Central and peripheral cardiovascular impairments limit VO(2peak) in type 1 diabetes.

PURPOSE: Cardiovascular risk, predicted by peak O2 uptake (VO(2peak)), is increased in type 1 diabetes. We examined the contribution of central and peripheral mechanisms to VO(2peak) in physically active adults with type 1 diabetes.

METHODS: Seven men with type 1 diabetes and 10 healthy age-, anthropometry-, and physical activity-matched men performed incremental cycling exercise until volitional fatigue. Alveolar gas exchange (turbine and mass spectrometry), cardiac function and systemic vascular resistance (impedance cardiography), and local active leg muscle deoxygenation and blood flow (near infrared spectroscopy) were monitored. Arterial-venous O2 difference was calculated (Fick principle). Blood volume (BV) (carbon monoxide rebreathing method) and glycemic control (glycosylated hemoglobin) were determined.

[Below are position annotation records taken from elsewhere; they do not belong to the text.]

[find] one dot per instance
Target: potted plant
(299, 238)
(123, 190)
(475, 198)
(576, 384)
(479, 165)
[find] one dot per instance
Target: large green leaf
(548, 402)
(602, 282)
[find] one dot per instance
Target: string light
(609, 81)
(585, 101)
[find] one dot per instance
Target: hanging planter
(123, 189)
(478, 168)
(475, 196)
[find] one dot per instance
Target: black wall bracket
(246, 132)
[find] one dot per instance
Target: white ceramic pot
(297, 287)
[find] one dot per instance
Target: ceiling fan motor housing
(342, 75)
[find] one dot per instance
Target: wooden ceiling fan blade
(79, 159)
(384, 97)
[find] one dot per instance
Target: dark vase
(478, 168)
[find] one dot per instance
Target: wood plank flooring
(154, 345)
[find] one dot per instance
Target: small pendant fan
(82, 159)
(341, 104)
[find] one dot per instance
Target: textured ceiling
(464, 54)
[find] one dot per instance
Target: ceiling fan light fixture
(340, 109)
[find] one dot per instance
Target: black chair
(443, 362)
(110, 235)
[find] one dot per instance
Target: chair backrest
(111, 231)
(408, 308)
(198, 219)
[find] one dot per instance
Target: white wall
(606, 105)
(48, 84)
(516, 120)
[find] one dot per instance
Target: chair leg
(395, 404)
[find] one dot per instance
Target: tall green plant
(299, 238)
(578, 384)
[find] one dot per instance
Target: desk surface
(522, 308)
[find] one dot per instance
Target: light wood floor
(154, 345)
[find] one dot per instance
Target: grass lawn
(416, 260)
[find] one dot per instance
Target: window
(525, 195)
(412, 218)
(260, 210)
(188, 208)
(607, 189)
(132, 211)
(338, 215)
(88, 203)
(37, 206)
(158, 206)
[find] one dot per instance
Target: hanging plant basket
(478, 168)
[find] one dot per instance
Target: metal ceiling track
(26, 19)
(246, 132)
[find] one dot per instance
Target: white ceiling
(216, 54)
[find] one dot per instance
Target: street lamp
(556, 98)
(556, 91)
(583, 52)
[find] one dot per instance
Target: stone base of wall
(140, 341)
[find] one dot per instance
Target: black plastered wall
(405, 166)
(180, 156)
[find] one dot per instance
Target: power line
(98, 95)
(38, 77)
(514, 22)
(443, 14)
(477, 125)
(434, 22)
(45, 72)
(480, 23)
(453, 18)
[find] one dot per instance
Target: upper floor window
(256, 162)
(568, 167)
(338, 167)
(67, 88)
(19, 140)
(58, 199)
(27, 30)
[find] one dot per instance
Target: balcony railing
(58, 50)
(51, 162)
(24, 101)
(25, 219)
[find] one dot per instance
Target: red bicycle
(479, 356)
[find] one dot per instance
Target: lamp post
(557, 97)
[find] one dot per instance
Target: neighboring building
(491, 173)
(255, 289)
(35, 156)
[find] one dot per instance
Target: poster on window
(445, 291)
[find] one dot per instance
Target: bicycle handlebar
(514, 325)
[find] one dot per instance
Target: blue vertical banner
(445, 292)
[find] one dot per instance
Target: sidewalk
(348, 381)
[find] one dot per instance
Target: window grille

RESULTS: The group with diabetes had lower VO(2peak) than controls (47 ± 5 vs 56 ± 7 mL·min·kg fat-free mass, P < 0.05). At peak exercise, fat-free mass-adjusted stroke volume (SV) and cardiac output (CO) were lower and systemic vascular resistance was higher in the group with diabetes than those in controls (P < 0.05). Leg muscle blood flow was reduced independently of CO in the group with diabetes at peak exercise (P < 0.05), whereas arterial-venous O2 difference was similar in the groups throughout the exercise (P > 0.05). The group with diabetes had lower relative BV than controls (P < 0.01), and BV correlated positively with peak SV and peak CO (P < 0.001). In the group with diabetes, peak SV and peak CO correlated (P < 0.05) and peak leg muscle blood flow tended to correlate (P = 0.070) inversely with glycosylated hemoglobin.

CONCLUSIONS: Both central and peripheral cardiovascular impairments limit VO(2peak) in physically active adults with type 1 diabetes. Importantly, central limitations, and probably peripheral limitations as well, are associated with glycemic control.